Charles Dickens

She had not been with us more than a year (I

remember her being newly out of mourning at the time it struck me),

when I observed to myself one evening that she had curiously

thoughtful and attentive eyes; eyes that were very pretty and very

good.

It came of my lifting up my own eyes from a task I was poring at -

writing some passages from a book, to improve myself in two ways at

once by a sort of stratagem - and seeing Biddy observant of what I

was about. I laid down my pen, and Biddy stopped in her needlework

without laying it down.

"Biddy," said I, "how do you manage it? Either I am very stupid, or

you are very clever."

"What is it that I manage? I don't know," returned Biddy, smiling.

She managed our whole domestic life, and wonderfully too; but I did

not mean that, though that made what I did mean, more surprising.

"How do you manage, Biddy," said I, "to learn everything that I

learn, and always to keep up with me?" I was beginning to be rather

vain of my knowledge, for I spent my birthday guineas on it, and

set aside the greater part of my pocket-money for similar

investment; though I have no doubt, now, that the little I knew was

extremely dear at the price.

"I might as well ask you," said Biddy, "how you manage?"

"No; because when I come in from the forge of a night, any one can

see me turning to at it. But you never turn to at it, Biddy."
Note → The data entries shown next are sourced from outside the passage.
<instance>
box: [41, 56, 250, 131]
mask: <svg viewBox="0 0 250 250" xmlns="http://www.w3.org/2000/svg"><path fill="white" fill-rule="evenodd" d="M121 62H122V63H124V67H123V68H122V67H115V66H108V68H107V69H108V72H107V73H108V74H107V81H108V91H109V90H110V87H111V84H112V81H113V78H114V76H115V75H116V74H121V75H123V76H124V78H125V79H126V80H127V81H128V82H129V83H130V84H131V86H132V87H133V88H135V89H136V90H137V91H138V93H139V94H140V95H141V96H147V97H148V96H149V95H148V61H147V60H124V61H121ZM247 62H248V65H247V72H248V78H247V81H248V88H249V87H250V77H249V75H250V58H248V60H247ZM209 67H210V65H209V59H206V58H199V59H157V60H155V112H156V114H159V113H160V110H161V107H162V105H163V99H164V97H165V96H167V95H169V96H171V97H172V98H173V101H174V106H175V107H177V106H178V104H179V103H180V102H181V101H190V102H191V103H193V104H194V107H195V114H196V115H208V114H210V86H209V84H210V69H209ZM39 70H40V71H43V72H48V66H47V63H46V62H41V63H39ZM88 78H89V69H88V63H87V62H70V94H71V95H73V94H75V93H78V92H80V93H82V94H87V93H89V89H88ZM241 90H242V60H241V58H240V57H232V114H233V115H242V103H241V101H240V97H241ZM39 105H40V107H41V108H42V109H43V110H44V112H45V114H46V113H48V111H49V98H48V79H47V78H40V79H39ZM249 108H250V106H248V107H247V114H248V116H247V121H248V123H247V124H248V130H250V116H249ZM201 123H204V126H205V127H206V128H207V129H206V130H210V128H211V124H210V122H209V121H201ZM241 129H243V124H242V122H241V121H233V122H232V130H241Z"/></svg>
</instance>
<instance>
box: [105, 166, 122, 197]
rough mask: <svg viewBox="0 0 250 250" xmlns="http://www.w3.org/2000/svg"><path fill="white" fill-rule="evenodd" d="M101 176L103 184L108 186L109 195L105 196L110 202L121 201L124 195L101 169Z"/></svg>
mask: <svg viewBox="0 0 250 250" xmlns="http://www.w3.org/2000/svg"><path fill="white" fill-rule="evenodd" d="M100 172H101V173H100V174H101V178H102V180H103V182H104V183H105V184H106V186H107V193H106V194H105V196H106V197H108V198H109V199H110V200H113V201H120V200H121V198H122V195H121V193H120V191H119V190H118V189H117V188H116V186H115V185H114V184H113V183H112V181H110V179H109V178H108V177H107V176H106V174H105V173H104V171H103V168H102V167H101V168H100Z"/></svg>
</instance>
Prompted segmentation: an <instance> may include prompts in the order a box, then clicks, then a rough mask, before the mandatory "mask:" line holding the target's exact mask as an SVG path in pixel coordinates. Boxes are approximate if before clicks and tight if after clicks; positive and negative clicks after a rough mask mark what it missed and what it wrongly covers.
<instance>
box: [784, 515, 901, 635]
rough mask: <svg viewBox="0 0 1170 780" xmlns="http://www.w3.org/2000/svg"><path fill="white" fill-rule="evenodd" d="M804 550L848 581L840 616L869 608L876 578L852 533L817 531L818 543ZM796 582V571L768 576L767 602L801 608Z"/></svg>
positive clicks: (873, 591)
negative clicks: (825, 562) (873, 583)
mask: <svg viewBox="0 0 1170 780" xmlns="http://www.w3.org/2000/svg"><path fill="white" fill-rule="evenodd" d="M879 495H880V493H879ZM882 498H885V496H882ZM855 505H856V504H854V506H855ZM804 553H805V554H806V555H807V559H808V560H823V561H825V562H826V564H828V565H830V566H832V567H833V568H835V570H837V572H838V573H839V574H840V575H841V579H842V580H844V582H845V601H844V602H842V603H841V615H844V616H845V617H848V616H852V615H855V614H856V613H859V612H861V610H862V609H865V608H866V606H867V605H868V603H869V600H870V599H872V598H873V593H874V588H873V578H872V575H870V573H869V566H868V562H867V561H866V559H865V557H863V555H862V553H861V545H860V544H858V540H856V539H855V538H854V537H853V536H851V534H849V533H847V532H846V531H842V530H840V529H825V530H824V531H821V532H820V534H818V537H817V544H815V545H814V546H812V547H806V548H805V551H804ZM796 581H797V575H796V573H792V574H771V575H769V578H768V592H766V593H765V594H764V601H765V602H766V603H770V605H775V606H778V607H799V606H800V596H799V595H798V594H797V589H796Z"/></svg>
"I suppose I must catch it - like a cough," said Biddy, quietly;

and went on with her sewing.

Pursuing my idea as I leaned back in my wooden chair and looked at

Biddy sewing away with her head on one side, I began to think her

rather an extraordinary girl. For, I called to mind now, that she

was equally accomplished in the terms of our trade, and the names

of our different sorts of work, and our various tools. In short,

whatever I knew, Biddy knew. Theoretically, she was already as good

a blacksmith as I, or better.

"You are one of those, Biddy," said I, "who make the most of every

chance. You never had a chance before you came here, and see how

improved you are!"

Biddy looked at me for an instant, and went on with her sewing. "I

was your first teacher though; wasn't I?" said she, as she sewed.
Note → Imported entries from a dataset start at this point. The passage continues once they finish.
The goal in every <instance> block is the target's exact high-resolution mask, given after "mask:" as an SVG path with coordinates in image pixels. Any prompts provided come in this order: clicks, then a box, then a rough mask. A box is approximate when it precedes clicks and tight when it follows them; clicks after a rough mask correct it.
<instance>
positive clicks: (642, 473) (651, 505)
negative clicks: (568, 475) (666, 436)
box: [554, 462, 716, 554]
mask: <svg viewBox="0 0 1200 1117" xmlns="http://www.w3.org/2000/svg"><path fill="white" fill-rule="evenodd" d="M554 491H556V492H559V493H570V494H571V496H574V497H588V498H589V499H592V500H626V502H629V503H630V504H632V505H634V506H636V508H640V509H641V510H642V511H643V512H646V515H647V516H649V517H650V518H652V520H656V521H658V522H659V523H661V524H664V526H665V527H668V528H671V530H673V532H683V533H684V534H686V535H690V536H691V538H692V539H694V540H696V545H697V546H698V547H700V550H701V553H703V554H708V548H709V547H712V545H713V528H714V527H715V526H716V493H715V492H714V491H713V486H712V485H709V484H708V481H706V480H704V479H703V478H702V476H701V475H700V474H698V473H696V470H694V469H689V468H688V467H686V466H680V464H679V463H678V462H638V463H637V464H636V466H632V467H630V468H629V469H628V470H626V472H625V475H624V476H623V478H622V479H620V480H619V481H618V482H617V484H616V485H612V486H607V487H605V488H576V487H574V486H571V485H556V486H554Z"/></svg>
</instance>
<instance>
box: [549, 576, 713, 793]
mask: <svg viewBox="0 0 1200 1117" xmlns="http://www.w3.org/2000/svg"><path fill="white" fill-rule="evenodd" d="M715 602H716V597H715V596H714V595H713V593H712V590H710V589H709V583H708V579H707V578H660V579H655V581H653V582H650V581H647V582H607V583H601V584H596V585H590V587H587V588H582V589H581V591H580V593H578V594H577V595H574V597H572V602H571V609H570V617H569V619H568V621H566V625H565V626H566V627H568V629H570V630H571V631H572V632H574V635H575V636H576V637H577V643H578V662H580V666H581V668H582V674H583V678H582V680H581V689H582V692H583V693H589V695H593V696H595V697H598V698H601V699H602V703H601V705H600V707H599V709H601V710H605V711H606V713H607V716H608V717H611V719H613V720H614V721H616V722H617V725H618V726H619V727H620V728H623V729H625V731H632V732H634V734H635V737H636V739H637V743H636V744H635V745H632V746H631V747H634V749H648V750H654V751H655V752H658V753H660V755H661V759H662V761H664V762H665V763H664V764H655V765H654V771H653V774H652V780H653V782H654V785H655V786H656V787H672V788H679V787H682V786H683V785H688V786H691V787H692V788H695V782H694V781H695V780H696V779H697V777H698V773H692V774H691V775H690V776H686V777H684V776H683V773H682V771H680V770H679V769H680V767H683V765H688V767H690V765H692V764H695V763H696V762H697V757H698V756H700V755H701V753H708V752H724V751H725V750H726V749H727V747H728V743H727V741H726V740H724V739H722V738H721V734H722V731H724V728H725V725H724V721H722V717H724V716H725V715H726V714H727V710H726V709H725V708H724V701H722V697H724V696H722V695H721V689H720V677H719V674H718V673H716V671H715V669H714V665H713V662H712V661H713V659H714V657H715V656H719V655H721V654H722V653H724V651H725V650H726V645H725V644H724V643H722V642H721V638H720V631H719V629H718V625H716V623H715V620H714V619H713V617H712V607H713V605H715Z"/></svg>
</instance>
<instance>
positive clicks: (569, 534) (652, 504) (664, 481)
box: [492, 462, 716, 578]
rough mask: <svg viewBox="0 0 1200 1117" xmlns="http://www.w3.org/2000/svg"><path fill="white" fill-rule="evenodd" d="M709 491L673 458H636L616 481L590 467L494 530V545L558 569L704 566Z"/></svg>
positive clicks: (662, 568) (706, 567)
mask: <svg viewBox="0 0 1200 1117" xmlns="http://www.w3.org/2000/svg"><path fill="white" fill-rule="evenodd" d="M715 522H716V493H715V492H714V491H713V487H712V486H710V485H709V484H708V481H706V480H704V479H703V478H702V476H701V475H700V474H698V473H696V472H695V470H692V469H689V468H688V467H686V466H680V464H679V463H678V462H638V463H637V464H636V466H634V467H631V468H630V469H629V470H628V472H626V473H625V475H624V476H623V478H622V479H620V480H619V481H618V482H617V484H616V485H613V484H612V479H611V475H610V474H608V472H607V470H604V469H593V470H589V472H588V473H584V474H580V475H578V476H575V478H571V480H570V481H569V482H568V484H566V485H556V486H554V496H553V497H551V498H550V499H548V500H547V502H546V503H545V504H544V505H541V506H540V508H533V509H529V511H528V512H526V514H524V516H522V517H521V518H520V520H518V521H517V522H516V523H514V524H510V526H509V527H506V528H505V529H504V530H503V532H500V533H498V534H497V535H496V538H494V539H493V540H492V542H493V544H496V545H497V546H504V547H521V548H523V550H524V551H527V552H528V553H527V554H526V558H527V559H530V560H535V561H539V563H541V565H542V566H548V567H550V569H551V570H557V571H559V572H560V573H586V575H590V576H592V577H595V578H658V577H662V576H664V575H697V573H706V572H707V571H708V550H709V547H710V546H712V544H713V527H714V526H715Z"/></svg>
"Biddy!" I exclaimed, in amazement. "Why, you are crying!"

"No I am not," said Biddy, looking up and laughing. "What put that

in your head?"

What could have put it in my head, but the glistening of a tear as

it dropped on her work? I sat silent, recalling what a drudge she

had been until Mr. Wopsle's great-aunt successfully overcame that

bad habit of living, so highly desirable to be got rid of by some

people. I recalled the hopeless circumstances by which she had been

surrounded in the miserable little shop and the miserable little

noisy evening school, with that miserable old bundle of

incompetence always to be dragged and shouldered. I reflected that

even in those untoward times there must have been latent in Biddy

what was now developing, for, in my first uneasiness and discontent

I had turned to her for help, as a matter of course. Biddy sat

quietly sewing, shedding no more tears, and while I looked at her

and thought about it all, it occurred to me that perhaps I had not

been sufficiently grateful to Biddy. I might have been too

reserved, and should have patronized her more (though I did not use

that precise word in my meditations), with my confidence.
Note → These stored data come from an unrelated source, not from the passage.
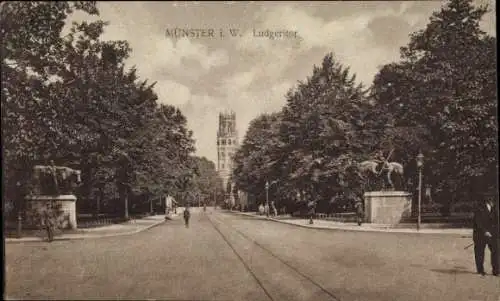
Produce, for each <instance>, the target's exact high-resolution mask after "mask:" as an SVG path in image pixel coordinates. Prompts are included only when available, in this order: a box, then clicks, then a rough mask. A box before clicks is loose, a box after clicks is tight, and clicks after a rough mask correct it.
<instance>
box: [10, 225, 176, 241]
mask: <svg viewBox="0 0 500 301" xmlns="http://www.w3.org/2000/svg"><path fill="white" fill-rule="evenodd" d="M166 222H167V220H160V221H158V222H156V223H154V224H151V225H148V226H146V227H143V228H140V229H137V230H134V231H128V232H122V233H109V234H101V235H82V236H75V237H54V241H64V240H83V239H96V238H109V237H116V236H125V235H133V234H137V233H140V232H143V231H146V230H149V229H151V228H154V227H156V226H159V225H161V224H163V223H166ZM43 241H46V239H45V238H38V237H36V238H35V237H26V238H21V239H19V238H5V239H4V242H5V243H8V244H15V243H25V242H43Z"/></svg>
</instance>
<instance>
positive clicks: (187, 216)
mask: <svg viewBox="0 0 500 301" xmlns="http://www.w3.org/2000/svg"><path fill="white" fill-rule="evenodd" d="M190 217H191V213H190V212H189V206H186V208H184V224H185V225H186V228H189V218H190Z"/></svg>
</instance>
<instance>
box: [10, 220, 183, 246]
mask: <svg viewBox="0 0 500 301" xmlns="http://www.w3.org/2000/svg"><path fill="white" fill-rule="evenodd" d="M177 216H178V215H170V218H171V219H176V218H177ZM164 222H166V219H165V215H153V216H147V217H143V218H141V219H133V220H130V221H128V222H125V223H121V224H112V225H106V226H103V227H96V228H88V229H77V230H76V231H77V232H78V233H66V234H64V233H63V234H60V235H57V236H55V237H54V240H74V239H89V238H103V237H113V236H121V235H132V234H136V233H139V232H142V231H145V230H148V229H150V228H153V227H155V226H158V225H160V224H162V223H164ZM44 240H46V237H33V236H26V237H22V238H5V239H4V241H5V243H22V242H34V241H44Z"/></svg>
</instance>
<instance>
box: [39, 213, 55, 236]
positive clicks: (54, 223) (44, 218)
mask: <svg viewBox="0 0 500 301" xmlns="http://www.w3.org/2000/svg"><path fill="white" fill-rule="evenodd" d="M51 213H52V212H49V211H48V210H47V211H43V213H42V218H43V225H44V226H45V229H46V231H47V238H48V241H49V242H52V241H53V240H54V227H55V223H54V217H53V215H52V214H51Z"/></svg>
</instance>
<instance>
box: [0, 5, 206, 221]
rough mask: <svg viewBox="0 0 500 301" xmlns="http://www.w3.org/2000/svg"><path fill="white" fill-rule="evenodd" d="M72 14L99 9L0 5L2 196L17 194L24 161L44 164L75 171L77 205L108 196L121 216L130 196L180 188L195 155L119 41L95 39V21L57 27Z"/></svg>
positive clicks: (21, 181)
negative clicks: (130, 63)
mask: <svg viewBox="0 0 500 301" xmlns="http://www.w3.org/2000/svg"><path fill="white" fill-rule="evenodd" d="M77 10H78V11H83V12H85V13H87V14H89V15H98V14H99V12H98V10H97V7H96V3H95V2H87V1H77V2H5V3H2V6H1V33H2V41H3V43H2V54H1V55H2V74H3V78H2V140H3V150H4V157H3V163H4V168H3V172H4V174H3V176H4V181H3V183H4V189H3V191H4V197H5V198H6V199H10V200H20V199H22V198H23V196H24V195H25V194H26V193H28V192H29V191H27V190H26V187H28V185H27V181H29V179H30V175H31V170H32V167H33V165H34V164H46V163H47V162H48V161H49V160H54V161H55V163H56V164H58V165H66V166H71V167H75V168H76V169H81V170H82V181H83V185H82V187H80V189H79V191H78V194H79V197H80V199H82V201H83V202H90V200H93V201H96V202H98V203H99V202H103V201H104V202H105V201H109V200H113V199H117V197H118V198H119V199H120V200H121V204H123V205H124V206H125V211H124V212H125V214H126V215H127V214H128V209H127V206H128V203H129V197H130V196H137V195H142V196H145V197H146V198H150V197H153V196H159V195H163V194H174V195H177V194H178V193H179V192H180V191H184V190H186V189H189V187H190V185H193V183H194V182H193V178H195V177H196V176H197V175H196V173H197V159H196V158H194V157H192V155H191V154H192V152H193V151H194V150H195V149H194V141H193V139H192V133H191V131H189V130H188V129H187V126H186V122H187V121H186V118H185V117H184V115H183V114H182V113H181V112H180V111H179V109H177V108H175V107H173V106H170V105H163V104H162V105H160V102H159V100H158V96H157V94H156V93H155V92H154V85H155V84H154V83H152V84H148V82H147V80H140V79H139V78H138V76H137V69H136V68H131V69H127V68H126V67H125V61H126V59H127V58H128V57H129V55H130V53H131V48H130V47H129V44H128V43H127V42H126V41H103V40H102V38H101V35H102V33H103V32H104V29H105V26H106V23H105V22H103V21H95V22H81V23H73V24H72V26H71V27H70V30H69V32H68V33H67V34H66V33H63V29H64V26H65V24H66V23H67V18H68V16H69V15H71V14H72V13H73V12H74V11H77ZM63 34H64V35H63ZM165 101H168V100H163V101H161V103H165ZM93 201H92V202H93Z"/></svg>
"Yes, Biddy," I observed, when I had done turning it over, "you

were my first teacher, and that at a time when we little thought of

ever being together like this, in this kitchen."

"Ah, poor thing!" replied Biddy. It was like her

self-forgetfulness, to transfer the remark to my sister, and to get

up and be busy about her, making her more comfortable; "that's

sadly true!"

"Well!" said I, "we must talk together a little more, as we used to

do. And I must consult you a little more, as I used to do.